Ты прекрасно понимаешь, насколько жизнь человека беспрестанно сочиняющего отличается от жизни человека нормального, творческого, в рамках работы конкретной. Я – человек, сочиняющий от природы, поэтому счастливый, то, что сочиняется внутри, пересиливает все.
Моя жизнь с Фридл и всем, что вокруг нее, – это очень богатый мир. Через это я лучше понимаю историю, Европу, искусство, детей, еврейство, – она выдрала меня из оболочки и поставила лицом к экзистенции. Это не всегда простое стояние. Я знаю, что это единственное безоговорочное дело, которое у меня есть. Все неудачи свои я переживаю легко, а все, что касается ее и с ней связанного, – когда оно лопается, – очень тяжело. Тогда-то и начинаю сводить счеты с миром, который не слышит. Я слышу, он – нет, почему? ‹…›
Мамочка, твои письма меня невероятно тронули, но я прошу тебя – не бойся за нас, за меня, сейчас просто временный реванш за предыдущие годы везений с Фридл, но я верю в то, что это каким-то неожиданным, м.б., чудесным образом вернется.

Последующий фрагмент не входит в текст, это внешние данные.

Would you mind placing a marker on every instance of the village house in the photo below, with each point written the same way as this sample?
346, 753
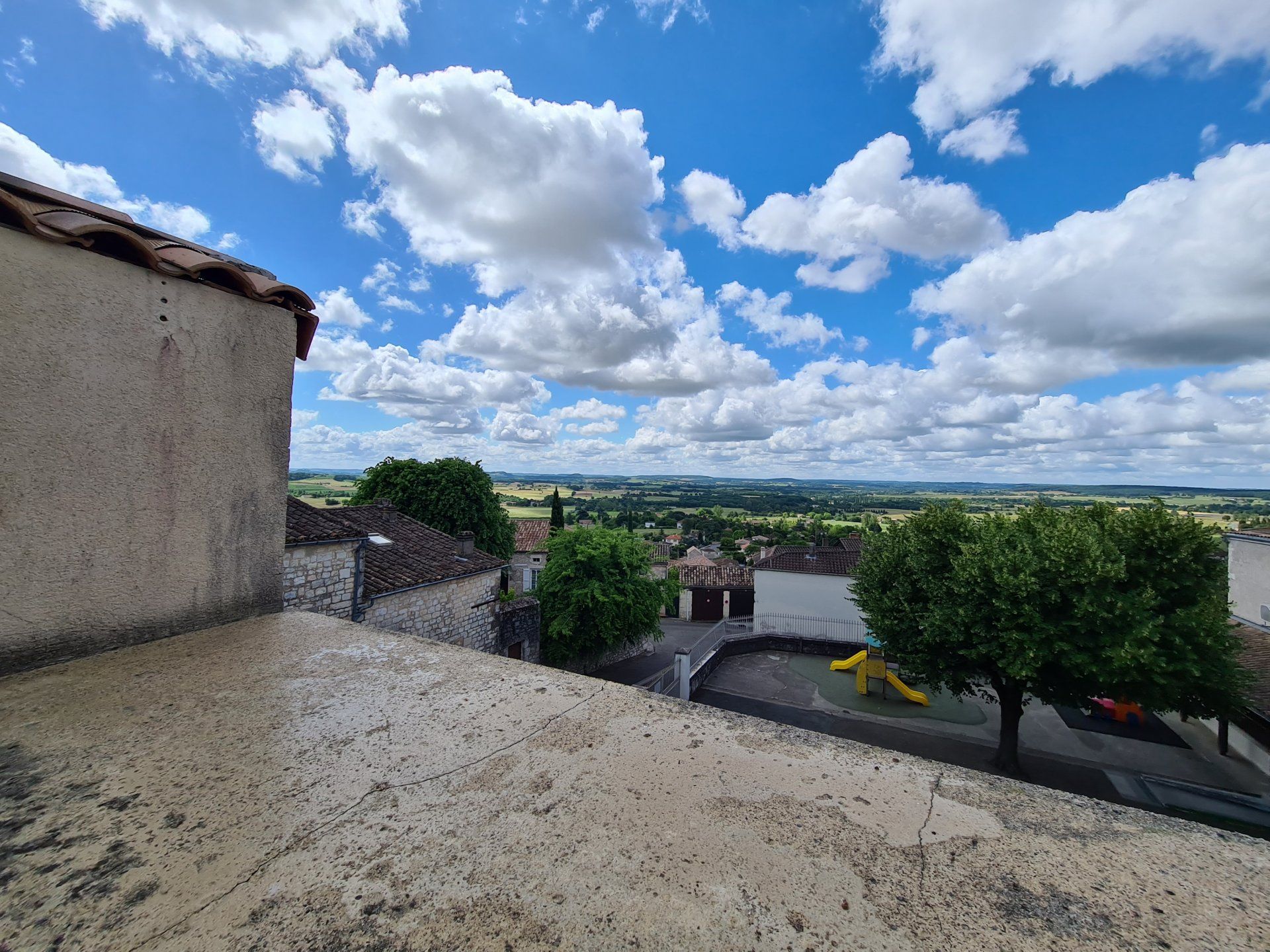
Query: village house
143, 484
808, 580
375, 565
291, 779
714, 592
530, 555
1249, 567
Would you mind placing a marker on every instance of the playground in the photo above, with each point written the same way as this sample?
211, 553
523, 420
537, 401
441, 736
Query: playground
1066, 749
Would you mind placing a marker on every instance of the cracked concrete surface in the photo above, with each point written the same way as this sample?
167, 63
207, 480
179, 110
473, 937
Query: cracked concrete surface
295, 782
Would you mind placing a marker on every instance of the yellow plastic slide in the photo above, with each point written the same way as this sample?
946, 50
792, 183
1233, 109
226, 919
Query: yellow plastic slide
863, 676
850, 663
915, 696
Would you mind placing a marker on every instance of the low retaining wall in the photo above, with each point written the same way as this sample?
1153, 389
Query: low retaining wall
794, 644
591, 663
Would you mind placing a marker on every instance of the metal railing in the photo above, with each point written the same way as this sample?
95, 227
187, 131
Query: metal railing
676, 681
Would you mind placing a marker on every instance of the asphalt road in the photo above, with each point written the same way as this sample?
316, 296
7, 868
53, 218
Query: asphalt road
675, 634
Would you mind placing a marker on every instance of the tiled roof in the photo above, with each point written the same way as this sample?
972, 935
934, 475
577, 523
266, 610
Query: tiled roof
1256, 658
417, 555
531, 535
66, 220
814, 560
306, 524
695, 559
716, 576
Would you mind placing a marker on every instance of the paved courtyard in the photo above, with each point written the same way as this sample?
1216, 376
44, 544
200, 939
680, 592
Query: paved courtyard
799, 690
676, 634
295, 782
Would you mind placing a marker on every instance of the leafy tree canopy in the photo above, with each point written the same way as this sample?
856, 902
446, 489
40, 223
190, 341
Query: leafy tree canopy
1058, 604
597, 593
450, 495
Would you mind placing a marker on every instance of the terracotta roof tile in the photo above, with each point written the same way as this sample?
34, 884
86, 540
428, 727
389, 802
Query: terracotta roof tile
531, 535
55, 216
1256, 658
418, 555
659, 551
306, 524
814, 560
694, 559
716, 576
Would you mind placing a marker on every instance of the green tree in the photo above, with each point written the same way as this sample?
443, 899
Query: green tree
556, 510
1056, 604
597, 593
450, 495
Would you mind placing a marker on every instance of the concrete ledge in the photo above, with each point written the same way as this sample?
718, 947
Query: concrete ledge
298, 782
795, 644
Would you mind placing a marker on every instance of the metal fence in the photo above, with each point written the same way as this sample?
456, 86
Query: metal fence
676, 681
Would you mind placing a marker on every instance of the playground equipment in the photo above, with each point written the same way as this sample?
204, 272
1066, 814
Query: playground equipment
873, 664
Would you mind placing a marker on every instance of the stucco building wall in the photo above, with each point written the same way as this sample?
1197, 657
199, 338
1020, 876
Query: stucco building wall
456, 611
319, 578
144, 448
804, 593
1250, 578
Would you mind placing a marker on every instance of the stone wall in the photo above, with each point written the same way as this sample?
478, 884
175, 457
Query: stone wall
593, 663
319, 578
521, 564
144, 454
456, 611
519, 622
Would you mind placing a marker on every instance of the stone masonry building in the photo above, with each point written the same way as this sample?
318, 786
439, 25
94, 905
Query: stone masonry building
144, 416
375, 565
321, 561
292, 781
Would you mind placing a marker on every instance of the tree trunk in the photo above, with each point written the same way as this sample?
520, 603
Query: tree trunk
1011, 698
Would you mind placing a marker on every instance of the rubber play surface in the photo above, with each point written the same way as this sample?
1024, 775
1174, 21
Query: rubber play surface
840, 688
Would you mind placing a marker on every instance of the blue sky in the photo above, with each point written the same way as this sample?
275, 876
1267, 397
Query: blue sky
875, 240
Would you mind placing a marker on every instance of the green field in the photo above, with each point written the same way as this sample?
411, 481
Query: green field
794, 510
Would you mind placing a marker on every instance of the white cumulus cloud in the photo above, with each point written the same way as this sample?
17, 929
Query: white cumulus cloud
23, 158
267, 32
1175, 274
769, 317
987, 139
972, 56
869, 208
295, 136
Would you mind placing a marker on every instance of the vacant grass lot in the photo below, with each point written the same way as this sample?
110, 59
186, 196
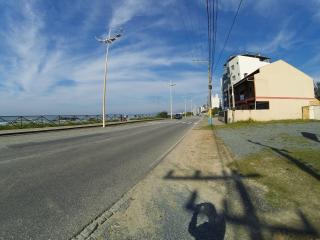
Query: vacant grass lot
286, 156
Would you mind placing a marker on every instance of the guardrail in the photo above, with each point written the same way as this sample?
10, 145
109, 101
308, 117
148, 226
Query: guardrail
63, 120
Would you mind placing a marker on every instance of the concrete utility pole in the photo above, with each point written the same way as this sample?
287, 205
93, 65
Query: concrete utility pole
171, 86
185, 108
209, 88
107, 42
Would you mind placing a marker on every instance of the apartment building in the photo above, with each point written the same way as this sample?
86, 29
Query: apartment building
273, 92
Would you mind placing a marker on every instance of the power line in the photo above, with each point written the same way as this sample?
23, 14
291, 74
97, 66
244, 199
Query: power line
228, 35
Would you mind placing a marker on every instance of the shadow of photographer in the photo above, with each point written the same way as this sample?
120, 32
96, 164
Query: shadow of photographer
212, 229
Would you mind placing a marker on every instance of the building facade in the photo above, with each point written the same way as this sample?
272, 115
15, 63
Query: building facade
236, 68
215, 101
273, 92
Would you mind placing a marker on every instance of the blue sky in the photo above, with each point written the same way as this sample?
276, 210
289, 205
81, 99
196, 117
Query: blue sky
50, 62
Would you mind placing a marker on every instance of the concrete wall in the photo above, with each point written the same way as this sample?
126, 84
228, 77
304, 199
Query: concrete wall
283, 81
314, 112
280, 109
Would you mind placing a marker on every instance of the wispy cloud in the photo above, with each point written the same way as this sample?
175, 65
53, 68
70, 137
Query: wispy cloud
50, 74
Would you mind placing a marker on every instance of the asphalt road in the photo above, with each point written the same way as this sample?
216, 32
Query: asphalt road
53, 184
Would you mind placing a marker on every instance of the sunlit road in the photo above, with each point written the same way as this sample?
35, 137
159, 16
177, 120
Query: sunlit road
52, 184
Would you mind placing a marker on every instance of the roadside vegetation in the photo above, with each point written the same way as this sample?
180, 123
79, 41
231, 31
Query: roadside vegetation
29, 124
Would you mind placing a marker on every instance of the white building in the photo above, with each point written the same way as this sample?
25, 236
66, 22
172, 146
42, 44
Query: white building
236, 68
215, 101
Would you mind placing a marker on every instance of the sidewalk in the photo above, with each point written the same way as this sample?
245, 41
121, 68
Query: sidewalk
192, 194
61, 128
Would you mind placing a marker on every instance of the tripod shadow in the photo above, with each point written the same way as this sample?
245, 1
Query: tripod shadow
311, 136
215, 226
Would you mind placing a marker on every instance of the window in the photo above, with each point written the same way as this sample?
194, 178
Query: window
262, 105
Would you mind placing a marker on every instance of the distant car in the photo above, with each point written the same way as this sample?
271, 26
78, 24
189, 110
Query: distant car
178, 116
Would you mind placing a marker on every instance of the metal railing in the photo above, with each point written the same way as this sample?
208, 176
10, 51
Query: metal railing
62, 120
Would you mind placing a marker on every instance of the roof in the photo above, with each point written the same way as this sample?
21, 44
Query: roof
254, 55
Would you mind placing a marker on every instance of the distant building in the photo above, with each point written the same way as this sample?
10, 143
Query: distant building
272, 92
236, 68
215, 101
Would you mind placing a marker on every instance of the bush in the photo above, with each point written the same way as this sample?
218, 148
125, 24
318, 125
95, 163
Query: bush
163, 114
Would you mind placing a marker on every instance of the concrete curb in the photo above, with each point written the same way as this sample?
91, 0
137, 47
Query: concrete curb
95, 229
62, 128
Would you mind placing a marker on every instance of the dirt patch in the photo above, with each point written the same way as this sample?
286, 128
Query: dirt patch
193, 188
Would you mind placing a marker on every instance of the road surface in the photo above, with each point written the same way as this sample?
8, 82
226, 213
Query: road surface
53, 184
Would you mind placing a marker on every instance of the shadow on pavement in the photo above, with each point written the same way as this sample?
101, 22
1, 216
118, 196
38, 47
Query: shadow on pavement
249, 219
300, 164
215, 226
310, 136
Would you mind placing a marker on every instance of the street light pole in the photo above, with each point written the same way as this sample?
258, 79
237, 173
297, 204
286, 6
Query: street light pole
185, 108
106, 41
105, 84
170, 86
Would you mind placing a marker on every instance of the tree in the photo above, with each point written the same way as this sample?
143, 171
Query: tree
163, 114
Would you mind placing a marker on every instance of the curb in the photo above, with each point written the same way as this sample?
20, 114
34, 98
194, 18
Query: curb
94, 230
54, 129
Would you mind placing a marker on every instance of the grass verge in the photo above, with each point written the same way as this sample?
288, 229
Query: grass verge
288, 185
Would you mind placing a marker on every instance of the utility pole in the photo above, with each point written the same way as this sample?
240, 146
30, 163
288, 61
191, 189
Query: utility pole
107, 42
171, 86
209, 88
185, 108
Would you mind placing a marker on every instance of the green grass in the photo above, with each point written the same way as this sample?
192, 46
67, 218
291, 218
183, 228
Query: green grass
287, 185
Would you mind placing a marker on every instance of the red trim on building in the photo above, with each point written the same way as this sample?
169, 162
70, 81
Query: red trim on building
300, 98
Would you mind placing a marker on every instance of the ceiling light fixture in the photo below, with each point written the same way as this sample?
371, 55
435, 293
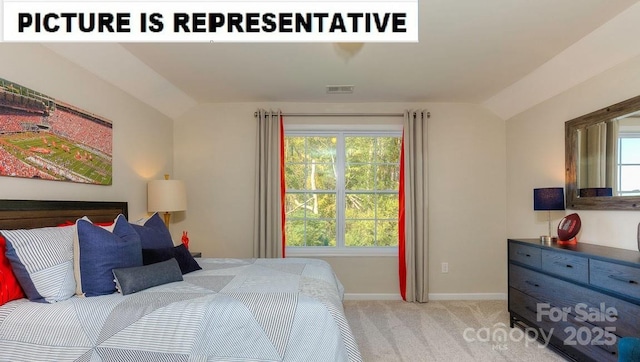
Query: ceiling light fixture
340, 89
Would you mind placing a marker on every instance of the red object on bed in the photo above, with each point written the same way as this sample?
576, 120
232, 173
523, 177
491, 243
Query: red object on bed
9, 287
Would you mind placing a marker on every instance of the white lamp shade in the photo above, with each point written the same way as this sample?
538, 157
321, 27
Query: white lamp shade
166, 196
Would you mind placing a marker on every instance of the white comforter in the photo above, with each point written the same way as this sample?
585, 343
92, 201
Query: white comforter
232, 310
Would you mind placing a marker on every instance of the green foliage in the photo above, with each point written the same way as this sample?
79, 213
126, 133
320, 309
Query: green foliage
371, 175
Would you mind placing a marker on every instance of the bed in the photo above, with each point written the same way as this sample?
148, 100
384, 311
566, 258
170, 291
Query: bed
229, 310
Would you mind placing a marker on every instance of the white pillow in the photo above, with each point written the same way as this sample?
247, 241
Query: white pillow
42, 260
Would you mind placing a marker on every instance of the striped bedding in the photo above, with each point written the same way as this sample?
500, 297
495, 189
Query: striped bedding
231, 310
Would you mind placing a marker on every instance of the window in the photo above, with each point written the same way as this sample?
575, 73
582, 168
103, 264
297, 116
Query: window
342, 190
629, 164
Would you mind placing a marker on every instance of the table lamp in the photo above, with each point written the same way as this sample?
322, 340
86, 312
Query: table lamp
166, 196
547, 199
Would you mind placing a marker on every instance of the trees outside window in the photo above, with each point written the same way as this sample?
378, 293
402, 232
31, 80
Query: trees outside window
342, 189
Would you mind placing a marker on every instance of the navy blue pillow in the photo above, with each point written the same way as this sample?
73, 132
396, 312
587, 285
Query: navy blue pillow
180, 253
154, 233
131, 280
102, 251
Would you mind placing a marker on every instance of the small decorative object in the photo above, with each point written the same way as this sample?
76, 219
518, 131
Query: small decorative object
166, 196
548, 199
568, 228
185, 239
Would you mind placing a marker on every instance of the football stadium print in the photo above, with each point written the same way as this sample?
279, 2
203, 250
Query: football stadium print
43, 138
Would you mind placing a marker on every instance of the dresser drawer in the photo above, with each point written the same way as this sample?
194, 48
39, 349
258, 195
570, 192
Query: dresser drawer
524, 254
615, 277
585, 304
566, 265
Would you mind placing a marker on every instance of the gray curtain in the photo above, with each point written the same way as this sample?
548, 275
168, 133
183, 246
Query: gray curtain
267, 241
416, 206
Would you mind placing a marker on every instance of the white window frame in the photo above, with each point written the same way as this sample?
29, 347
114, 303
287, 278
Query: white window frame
620, 165
346, 130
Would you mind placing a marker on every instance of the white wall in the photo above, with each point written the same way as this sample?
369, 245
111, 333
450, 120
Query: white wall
142, 137
535, 158
214, 154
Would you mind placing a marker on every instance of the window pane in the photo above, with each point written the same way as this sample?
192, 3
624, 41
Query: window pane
295, 205
360, 206
387, 177
359, 233
630, 150
359, 177
359, 149
387, 233
388, 149
321, 149
321, 233
321, 206
295, 233
295, 176
387, 207
321, 177
630, 179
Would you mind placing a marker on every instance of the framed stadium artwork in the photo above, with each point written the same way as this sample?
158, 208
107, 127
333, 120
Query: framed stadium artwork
44, 138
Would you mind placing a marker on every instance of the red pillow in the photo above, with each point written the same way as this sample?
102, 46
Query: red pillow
9, 287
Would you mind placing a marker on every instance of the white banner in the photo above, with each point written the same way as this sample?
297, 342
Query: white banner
210, 21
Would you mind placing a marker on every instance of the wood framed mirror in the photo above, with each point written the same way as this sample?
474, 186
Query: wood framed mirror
602, 158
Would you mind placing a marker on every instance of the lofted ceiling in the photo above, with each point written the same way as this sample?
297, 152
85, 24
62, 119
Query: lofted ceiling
495, 52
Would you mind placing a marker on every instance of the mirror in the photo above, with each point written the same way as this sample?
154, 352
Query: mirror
602, 158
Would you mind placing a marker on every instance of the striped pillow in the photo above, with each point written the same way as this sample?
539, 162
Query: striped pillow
42, 260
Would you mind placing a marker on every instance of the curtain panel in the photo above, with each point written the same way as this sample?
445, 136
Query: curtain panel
269, 239
413, 209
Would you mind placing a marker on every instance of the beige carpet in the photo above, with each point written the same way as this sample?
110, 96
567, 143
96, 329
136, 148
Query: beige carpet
440, 331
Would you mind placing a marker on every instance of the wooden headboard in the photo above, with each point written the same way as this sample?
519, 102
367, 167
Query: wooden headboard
29, 214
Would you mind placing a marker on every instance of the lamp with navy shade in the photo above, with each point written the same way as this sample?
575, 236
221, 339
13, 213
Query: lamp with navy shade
548, 199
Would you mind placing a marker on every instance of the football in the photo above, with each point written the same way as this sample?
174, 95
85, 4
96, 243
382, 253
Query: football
569, 227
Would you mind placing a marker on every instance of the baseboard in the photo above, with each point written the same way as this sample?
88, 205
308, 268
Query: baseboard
432, 296
467, 296
372, 296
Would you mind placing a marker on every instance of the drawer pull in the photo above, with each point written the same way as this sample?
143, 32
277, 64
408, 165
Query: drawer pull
563, 264
621, 279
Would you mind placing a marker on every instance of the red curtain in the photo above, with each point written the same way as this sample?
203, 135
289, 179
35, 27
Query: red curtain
401, 228
283, 187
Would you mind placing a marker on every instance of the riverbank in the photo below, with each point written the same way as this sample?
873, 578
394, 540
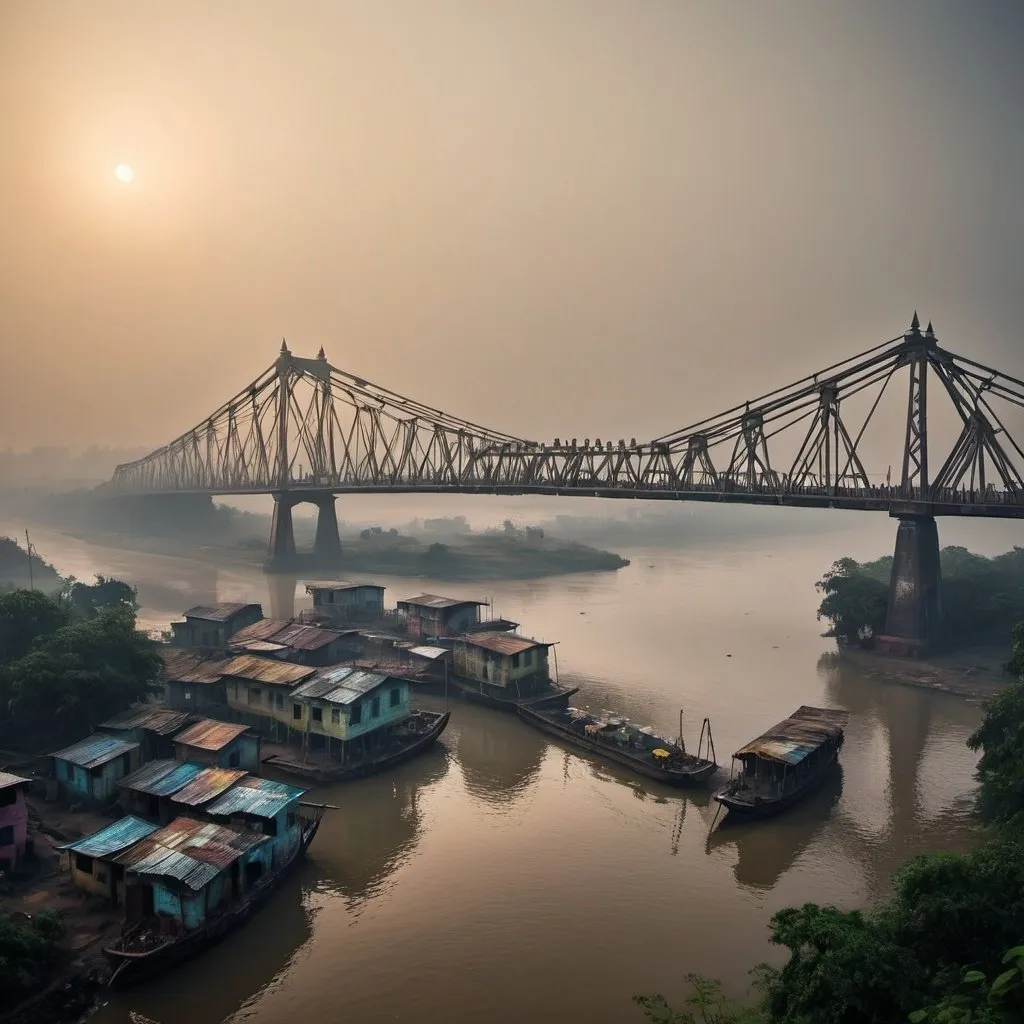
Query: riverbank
976, 674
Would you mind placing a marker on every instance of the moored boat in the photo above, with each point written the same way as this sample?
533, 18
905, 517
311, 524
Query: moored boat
783, 764
411, 736
638, 749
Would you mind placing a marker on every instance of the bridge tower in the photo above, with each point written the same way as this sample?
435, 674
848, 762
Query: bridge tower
913, 619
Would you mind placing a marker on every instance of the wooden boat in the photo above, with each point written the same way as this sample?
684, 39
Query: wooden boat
553, 695
140, 952
614, 739
783, 764
413, 735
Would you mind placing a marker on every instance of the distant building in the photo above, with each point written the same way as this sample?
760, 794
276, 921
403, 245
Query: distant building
347, 602
13, 820
150, 726
192, 680
225, 744
298, 642
503, 659
91, 769
91, 861
343, 705
212, 626
430, 615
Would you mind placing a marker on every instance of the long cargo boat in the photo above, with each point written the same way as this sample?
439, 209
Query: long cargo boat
782, 765
639, 750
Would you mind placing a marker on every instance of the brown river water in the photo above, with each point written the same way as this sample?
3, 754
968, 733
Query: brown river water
504, 879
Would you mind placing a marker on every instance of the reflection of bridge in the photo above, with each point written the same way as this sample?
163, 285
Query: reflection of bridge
305, 431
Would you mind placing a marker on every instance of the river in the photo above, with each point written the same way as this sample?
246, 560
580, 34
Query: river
502, 879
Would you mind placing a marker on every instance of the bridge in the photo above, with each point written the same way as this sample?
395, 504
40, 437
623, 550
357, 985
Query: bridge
305, 431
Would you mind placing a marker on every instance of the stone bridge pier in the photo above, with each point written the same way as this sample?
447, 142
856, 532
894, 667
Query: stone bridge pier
913, 620
282, 555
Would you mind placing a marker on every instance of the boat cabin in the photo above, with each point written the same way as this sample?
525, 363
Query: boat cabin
503, 659
13, 820
263, 806
91, 861
211, 626
346, 602
150, 726
91, 769
188, 869
430, 615
790, 755
226, 744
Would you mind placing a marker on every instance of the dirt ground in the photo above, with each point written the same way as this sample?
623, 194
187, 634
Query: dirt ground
975, 674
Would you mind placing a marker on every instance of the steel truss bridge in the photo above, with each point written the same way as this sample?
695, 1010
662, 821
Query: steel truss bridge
306, 427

68. И. Лиснянская – Е. Макаровой
19, 21–23, 25–26 января 1992
19 января 1992Дорогая моя, чудесная моя Леночка! ‹…› Семен, воодушевленный твоими рассказами, написал стихи и посвятил их тебе. Там есть строка «коржиком верблюда кормит бедуин». Я просила тебе переписать это стихотворение, но Семен заявил: «Так не поступают. Сначала печатают, а потом посылают». Ну у него столько всяких кодексов, что я давно махнула на них рукой. И не только махнула, а кое-что и приняла. Сейчас морозно и красиво сидеть перед окном. Но пока я – привилегированная персона. И очереди, и прочий ужас жизни вижу только по телевизору. Вчера – принес мне известие Семен с обеда – в кинозале была лекция полковника из «Славянского Союза». Дескать, тот говорил, что Горбачев – масон и развалил империю обдуманно, а 98 % русских «сионизировано». Но тогда, спрашивается, с кем бороться? В общем, абсурд дошел до сверхабсурдной точки. Инфляция идет такими шагами, что скоро, конечно, будут бунты и погромы буржуазии. К этой последней группе мы, конечно, не относимся. Разве что по национальному признаку. Глупо я делаю, что тебе все это пишу. Но ты ведь смотришь телевизор! И если бы я молчала, ты гораздо худшее бы думала, чем есть на самом деле. А на самом деле идет фантастическая жизнь, где я созерцатель, а не участник.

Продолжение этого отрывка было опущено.